2. The Effect of Changing Temperature

This is the ONLY factor that changes the value of Kc.

To understand this, we need to know if the reaction is exothermic (releases heat, ΔH is negative) or endothermic (absorbs heat, ΔH is positive). Let's treat 'heat' as a chemical!

For an EXOTHERMIC reaction (heat is a product): $$A + B \rightleftharpoons C + \text{heat}$$

  • Change: Increase the temperature (add heat).
    System's response: Tries to *use up* the extra heat.
    Result: Equilibrium shifts to the left (the endothermic direction). The amount of product decreases, so Kc decreases.

  • Change: Decrease the temperature (remove heat).
    System's response: Tries to *produce more* heat.
    Result: Equilibrium shifts to the right (the exothermic direction). The amount of product increases, so Kc increases.

For an ENDOTHERMIC reaction (heat is a reactant): $$A + B + \text{heat} \rightleftharpoons C$$

  • Change: Increase the temperature (add heat).
    System's response: Tries to *use up* the extra heat.
    Result: Equilibrium shifts to the right. The amount of product increases, so Kc increases.

  • Change: Decrease the temperature (remove heat).
    System's response: Tries to *produce more* heat.
    Result: Equilibrium shifts to the left. The amount of product decreases, so Kc decreases.
Did you know?
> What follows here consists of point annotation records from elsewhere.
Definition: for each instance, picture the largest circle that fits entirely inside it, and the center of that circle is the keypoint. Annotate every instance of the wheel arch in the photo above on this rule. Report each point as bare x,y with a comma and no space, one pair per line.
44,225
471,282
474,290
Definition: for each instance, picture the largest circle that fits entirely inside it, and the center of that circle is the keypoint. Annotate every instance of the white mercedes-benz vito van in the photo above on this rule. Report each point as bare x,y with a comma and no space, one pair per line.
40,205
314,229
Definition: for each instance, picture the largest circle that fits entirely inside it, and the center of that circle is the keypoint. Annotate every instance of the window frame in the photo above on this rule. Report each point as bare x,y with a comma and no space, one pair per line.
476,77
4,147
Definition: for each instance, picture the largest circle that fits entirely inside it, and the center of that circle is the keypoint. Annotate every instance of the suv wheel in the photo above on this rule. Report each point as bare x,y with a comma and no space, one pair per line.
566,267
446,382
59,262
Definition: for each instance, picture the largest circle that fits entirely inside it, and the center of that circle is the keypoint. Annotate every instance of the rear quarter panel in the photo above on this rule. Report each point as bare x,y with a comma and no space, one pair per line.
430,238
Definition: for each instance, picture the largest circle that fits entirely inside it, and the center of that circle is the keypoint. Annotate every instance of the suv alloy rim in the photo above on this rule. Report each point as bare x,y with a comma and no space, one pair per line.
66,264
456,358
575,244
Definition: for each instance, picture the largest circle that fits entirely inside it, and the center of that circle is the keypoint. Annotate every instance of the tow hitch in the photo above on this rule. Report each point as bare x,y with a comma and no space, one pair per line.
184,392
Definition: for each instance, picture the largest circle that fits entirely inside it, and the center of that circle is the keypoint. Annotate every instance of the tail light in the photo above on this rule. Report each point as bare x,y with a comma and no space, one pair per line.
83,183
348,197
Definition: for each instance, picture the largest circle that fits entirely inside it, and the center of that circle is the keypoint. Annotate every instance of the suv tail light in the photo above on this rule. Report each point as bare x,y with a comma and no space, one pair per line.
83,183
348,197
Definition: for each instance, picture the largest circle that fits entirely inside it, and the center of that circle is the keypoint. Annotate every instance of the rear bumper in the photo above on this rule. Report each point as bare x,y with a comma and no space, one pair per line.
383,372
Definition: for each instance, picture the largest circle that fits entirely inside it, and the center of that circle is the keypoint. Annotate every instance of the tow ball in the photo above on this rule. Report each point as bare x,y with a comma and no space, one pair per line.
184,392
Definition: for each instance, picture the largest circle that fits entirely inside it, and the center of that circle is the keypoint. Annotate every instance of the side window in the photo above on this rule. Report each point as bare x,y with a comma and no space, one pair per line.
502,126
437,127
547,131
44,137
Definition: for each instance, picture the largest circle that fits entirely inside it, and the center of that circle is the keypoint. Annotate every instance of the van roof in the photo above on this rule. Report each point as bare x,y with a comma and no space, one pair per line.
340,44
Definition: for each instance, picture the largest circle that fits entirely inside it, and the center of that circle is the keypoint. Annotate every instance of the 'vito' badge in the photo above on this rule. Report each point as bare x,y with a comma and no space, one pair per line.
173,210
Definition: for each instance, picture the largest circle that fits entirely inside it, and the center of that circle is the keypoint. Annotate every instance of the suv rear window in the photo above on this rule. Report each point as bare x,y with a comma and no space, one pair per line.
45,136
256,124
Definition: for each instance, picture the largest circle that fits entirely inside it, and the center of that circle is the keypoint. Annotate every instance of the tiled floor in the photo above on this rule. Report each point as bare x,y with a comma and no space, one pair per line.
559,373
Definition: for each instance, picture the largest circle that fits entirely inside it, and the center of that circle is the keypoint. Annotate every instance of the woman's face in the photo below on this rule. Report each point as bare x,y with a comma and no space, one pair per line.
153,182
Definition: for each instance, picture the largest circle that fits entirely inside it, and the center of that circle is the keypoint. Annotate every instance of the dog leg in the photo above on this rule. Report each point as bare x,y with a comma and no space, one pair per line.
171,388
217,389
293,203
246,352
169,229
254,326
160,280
The role of a catalyst.

What about adding a catalyst? This is a common exam trick question!
A catalyst speeds up both the forward and reverse reactions by the same amount. This means the system reaches equilibrium FASTER, but it DOES NOT change the position of the equilibrium or the value of Kc. It's like building a new, faster road between two cities – it doesn't change the size of the cities, it just lets you travel between them more quickly.

Key Takeaway

Le Châtelier's Principle helps us predict how an equilibrium system will respond to change. The system always tries to oppose the change you make. Remember, only a temperature change can alter the value of Kc.